$\sqrt[3]{3} + \sqrt[3]{9}$ is algebraic over $\mathbb{Q}$

Note that$$\alpha^3=12+9\sqrt[3]3+9\sqrt[3]9=12+9\alpha.$$

Let's have $q=\sqrt[3]{3}\quad$ and $\quad\alpha=q+q^2$.

$$q+q^2+q^3=q(1+q+q^2)\iff3+\alpha=q(1+\alpha)$$

Now since $q^3=3$ then $\alpha$ is solution of $$(3+\alpha)^3=3(1+\alpha)^3\iff 12+9\alpha-\alpha^3=0$$

If $\root 3 \of 3$ and $\root 3 \of 9$ are algebraic, then so is $\root 3 \of 3 + \root 3 \of 9$. The polynomial for $\root 3 \of 3$ is obviously $x^3 - 3$, and $x^3 - 9$ for $\root 3 \of 9$.

I wonder if maybe we can just add up the polynomials?
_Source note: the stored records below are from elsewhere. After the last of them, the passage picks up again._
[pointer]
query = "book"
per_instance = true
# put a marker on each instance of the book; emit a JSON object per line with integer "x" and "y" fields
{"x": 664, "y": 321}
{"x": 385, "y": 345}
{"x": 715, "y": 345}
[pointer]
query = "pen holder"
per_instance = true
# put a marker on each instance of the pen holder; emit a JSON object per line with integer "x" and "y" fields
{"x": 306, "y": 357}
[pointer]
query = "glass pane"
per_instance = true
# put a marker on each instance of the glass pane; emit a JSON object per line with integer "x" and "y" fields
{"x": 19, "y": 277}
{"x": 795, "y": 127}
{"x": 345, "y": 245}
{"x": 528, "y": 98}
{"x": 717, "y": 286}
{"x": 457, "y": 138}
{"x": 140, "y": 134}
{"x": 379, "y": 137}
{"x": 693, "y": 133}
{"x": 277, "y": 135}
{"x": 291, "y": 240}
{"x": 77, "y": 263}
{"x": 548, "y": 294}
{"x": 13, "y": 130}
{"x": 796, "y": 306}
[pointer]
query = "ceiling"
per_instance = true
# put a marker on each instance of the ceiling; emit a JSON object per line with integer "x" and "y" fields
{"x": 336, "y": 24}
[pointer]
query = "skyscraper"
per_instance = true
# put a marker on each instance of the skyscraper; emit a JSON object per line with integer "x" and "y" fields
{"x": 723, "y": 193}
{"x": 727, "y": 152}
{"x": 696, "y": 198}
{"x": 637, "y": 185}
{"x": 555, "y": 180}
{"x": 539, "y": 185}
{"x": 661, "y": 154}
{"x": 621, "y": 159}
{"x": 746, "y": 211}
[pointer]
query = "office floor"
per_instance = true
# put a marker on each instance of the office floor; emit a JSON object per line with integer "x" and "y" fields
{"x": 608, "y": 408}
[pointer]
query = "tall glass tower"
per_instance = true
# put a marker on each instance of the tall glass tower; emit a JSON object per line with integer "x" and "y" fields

We thus get $2x^3 - 12$. By the fundamental theorem of algebra, this has three solutions.

Those solutions are $\root 3 \of 6$, $\omega \root 3 \of 6$ and $\omega^2 \root 3 \of 6$, where $\omega$ is the complex cubic root of 1 with positive imaginary part. None of those numbers are equal to $\root 3 \of 3 + \root 3 \of 9$, so this seems to be a dead end.

However, it does suggest the idea of cubing $\root 3 \of 3 + \root 3 \of 9$ and seeing if that suggests a polynomial, which was probably the thought process behind Jose's answer.